Practical Password-Based Authentication Protocol for Secret Sharing Based Multiparty Computation

Abstract

The speed of secret sharing (SS)-based multiparty computation (MPC) has recently increased greatly, and several efforts to implement and use it have been put into practice. Authentication of clients is one critical mechanism for implementing SS-based MPC successfully in practice. We propose a password-based authentication protocol for SS-based MPC. Our protocol is secure in the presence of secure channels, and it is optimized for practical use with SS-based MPC in the following ways.

• Threshold security: Our protocol is secure in the honest majority, which is necessary and sufficient since most practical results on SS-based MPC are secure in the same environment.

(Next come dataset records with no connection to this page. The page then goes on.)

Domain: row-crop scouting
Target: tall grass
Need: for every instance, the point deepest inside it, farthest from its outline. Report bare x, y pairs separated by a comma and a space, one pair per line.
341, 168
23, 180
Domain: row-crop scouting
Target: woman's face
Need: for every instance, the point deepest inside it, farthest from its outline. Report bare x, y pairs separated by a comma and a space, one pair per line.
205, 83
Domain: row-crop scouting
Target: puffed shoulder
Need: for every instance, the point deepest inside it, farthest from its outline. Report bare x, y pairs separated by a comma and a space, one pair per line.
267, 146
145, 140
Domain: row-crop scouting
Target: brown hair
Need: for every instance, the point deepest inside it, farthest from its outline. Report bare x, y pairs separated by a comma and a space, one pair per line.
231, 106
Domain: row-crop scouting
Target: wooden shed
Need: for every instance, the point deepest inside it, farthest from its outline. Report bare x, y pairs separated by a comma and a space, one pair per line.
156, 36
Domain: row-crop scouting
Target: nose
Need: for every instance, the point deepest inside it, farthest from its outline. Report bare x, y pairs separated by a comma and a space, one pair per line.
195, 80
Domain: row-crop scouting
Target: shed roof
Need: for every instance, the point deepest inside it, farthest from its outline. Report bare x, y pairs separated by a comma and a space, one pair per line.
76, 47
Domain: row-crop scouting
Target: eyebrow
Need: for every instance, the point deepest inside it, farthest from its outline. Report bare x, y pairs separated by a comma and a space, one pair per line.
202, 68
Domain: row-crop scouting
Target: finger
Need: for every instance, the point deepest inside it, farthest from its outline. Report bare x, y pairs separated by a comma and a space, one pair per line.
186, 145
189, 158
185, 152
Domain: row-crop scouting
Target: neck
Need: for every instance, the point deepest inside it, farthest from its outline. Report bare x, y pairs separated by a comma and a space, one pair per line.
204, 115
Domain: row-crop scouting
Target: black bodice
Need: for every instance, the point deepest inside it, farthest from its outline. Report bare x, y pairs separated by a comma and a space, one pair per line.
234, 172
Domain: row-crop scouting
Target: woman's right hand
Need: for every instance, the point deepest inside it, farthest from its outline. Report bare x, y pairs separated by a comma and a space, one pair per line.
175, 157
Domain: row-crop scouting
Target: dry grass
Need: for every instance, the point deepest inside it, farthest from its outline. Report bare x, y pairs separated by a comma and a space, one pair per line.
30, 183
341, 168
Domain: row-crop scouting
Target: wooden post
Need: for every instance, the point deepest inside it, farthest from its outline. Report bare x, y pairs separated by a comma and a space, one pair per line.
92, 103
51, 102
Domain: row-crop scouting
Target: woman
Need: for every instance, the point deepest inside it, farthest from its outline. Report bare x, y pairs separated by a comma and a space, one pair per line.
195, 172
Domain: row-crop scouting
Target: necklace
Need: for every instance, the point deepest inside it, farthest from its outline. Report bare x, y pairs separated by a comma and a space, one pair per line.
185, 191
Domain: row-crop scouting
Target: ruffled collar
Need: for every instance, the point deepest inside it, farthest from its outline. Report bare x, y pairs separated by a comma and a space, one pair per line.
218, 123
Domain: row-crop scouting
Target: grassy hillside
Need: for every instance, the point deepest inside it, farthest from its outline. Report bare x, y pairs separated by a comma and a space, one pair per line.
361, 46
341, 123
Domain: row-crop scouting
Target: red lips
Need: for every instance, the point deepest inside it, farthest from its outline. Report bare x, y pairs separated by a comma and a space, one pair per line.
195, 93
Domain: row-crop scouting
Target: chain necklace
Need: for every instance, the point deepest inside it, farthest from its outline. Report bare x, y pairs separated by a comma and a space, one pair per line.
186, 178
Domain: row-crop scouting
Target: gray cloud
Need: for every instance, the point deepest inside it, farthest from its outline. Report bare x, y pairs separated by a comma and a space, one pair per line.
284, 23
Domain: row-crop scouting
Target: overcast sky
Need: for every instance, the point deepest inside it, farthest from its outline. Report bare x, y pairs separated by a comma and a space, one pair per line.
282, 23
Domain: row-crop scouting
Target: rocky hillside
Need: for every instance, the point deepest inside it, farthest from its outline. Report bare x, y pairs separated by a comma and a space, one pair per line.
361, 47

• Establishing distinct channels: After our protocol, a client has distinct secure and two-way authenticated channels to each server, which is necessary for SS-based MPC and different from the usual setting.

• Ease of implementation: Our protocol consists of SS and operations involving SS, which can be reused from an implementation of SS-based MPC.

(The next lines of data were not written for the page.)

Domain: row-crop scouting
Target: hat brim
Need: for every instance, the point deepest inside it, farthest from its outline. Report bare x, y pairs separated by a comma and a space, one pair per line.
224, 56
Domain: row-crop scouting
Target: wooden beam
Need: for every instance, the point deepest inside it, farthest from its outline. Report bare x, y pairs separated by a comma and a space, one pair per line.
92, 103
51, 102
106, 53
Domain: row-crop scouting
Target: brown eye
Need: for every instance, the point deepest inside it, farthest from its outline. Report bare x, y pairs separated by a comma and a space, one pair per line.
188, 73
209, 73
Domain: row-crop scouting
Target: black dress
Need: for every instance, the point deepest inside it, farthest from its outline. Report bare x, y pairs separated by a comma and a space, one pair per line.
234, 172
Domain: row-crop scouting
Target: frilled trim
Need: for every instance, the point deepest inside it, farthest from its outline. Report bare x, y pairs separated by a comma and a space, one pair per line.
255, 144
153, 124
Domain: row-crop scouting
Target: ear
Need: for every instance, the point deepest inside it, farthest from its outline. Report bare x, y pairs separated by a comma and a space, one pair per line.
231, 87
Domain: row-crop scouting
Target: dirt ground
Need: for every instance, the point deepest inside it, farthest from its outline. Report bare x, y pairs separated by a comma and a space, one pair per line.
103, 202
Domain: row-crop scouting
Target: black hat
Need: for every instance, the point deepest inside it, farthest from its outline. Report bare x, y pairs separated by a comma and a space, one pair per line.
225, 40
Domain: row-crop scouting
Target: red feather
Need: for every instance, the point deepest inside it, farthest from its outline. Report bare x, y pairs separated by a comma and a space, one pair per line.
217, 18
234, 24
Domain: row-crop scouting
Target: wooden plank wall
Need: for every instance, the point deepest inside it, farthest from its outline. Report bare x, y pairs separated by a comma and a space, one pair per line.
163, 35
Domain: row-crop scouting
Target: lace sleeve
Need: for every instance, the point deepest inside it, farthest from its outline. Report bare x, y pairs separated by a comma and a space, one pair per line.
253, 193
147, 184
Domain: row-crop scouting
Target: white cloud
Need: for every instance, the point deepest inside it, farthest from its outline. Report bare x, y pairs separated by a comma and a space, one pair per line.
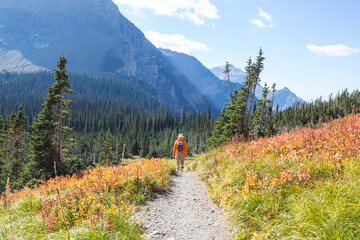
338, 50
175, 42
264, 14
265, 21
258, 23
196, 11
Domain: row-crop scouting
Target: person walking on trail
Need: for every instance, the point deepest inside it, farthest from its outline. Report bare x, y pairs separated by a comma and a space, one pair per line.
180, 151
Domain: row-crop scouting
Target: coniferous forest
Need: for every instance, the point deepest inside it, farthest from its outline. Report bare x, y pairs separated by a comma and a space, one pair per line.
80, 121
103, 117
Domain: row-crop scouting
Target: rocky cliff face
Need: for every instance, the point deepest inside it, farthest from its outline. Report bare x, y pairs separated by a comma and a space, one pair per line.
96, 38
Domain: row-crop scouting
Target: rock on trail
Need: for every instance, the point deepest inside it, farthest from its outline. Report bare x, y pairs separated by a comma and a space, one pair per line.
184, 212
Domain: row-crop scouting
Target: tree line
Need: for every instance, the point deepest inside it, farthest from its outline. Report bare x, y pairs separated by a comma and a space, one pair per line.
318, 111
244, 116
247, 118
84, 124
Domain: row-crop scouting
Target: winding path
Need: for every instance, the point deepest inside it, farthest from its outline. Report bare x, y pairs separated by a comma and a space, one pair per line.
184, 212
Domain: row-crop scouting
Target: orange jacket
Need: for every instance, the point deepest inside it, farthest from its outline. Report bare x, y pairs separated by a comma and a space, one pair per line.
175, 147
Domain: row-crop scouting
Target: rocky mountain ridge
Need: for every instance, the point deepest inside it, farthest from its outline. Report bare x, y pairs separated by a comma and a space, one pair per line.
96, 38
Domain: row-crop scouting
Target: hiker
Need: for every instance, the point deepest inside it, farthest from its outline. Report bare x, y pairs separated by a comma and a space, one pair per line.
180, 151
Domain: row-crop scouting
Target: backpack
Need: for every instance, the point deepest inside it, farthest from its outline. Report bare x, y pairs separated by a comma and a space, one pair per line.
179, 146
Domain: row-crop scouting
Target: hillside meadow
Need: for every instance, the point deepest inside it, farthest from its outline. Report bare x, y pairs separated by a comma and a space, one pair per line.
93, 204
302, 184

Furthermore, we implemented our protocol with an optimization for the realistic network and confirm that the protocol is practical. A client received the result within 2 s even when the network delay was 200 ms, which is almost the delay that occurs between Japan and Europe.

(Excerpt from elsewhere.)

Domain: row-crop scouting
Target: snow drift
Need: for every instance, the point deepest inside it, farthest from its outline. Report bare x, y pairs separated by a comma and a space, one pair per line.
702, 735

A Other Methods to Generate Random and Zero Shares

We give several methods to generate random shares and zero shares.

The first method is just relying on \(\mathcal{C}\), which generates the random and zero shares in \(\textsc {Setup}\) and sends them to all \(\mathcal S_i\) at the same time a share of a password is sent. This does not compromise security since the password, and the random and zero shares are sent by the same client. If the random or zero shares are short, \(\mathcal S_i\) requests \(\mathcal{C}\) to generate them after \(\textsc {Auth}\) is correctly finished with the acceptance.

The second method is that \(\mathcal S_i\) generates random and zero shares in the idle state. Damgård and Nielsen [18] and Beerliová-Trubíniová and Hirt [3] proposed a random share generation protocol called “DN-Rand” and “BH-Rand,” respectively. We can prepare random shares by using these protocols straightforwardly. A zero share is generated in almost the same way to generate random shares. First, generate random shares whose degree is \(2k-2\) and then multiply \(\mathcal S_i\)’s “coordinate” of Shamir’s SS. The zero share generation protocol is as follows.

1. 1.

   Each \(\mathcal S_i\) generates a \((2k-2, n)\)-random share \(\left\langle {r_i}\right\rangle _j\).

2. 2.

   Each \(\mathcal S_i\) locally computes \([\![{0}]\!]_i = i \times \left\langle {r_j}\right\rangle _i \).

The third method is that \(\mathcal S_i\) also generates random and zero shares in the idle state. This way is more efficient than using DN-Rand and HB-Rand instead of using pseudo-randomness. Cramer et al. [16] showed that if all \(\mathcal S_i\) share seeds among themselves before the protocol, they can produce replicated random shares by themselves and locally convert them to Shamir’s random shares. Let \(\mathbb {B}=\left\{ {\beta _1, \ldots , \beta _{\left|{\mathbb {B}}\right|}}\right\} \) be a set of \(n-k+1\) combinations of \(\mathcal S_i\) from n servers where \(\left|{\mathbb {B}}\right| = \left( {\begin{array}{c}n\\ n-k+1\end{array}}\right) \), \(\upsilon _{\beta _1}, \ldots , \upsilon _{\beta _{\left|{\mathbb {B}}\right|}}\) be independently and uniformly chosen seeds, \(f_{\beta _j}\) be the function satisfying \(f_{\beta _j}(0)=1\), \(f_{\beta _j}(\ell )=0\) for \(\mathcal S_\ell \notin \beta _j\), and its degree be \(k-1\). In the initial setup, make each \(\mathcal S_i\) have \(\upsilon _{\beta _j}\), where \(\mathcal S_i \in \beta _j\). To generate a random share, each \(\mathcal S_i\) computes pseudo-randomness \(\varUpsilon _{\beta _j}\) from \(\upsilon _{\beta _j}\) for \(\mathcal S_i \in \beta _j\). Then, each \(\mathcal S_i\) computes \( [r]_i = \sum _\mathcal{S_i\in \beta _j} f_{\beta _j}(i) \varUpsilon _{\beta _j}. \) A zero share is generated with the same technique described in the previous paragraph. First, generate a \((2k-2, n)\) random share \(\left\langle {r}\right\rangle _i\) and multiply \(\mathcal S_i\)’s coordinate.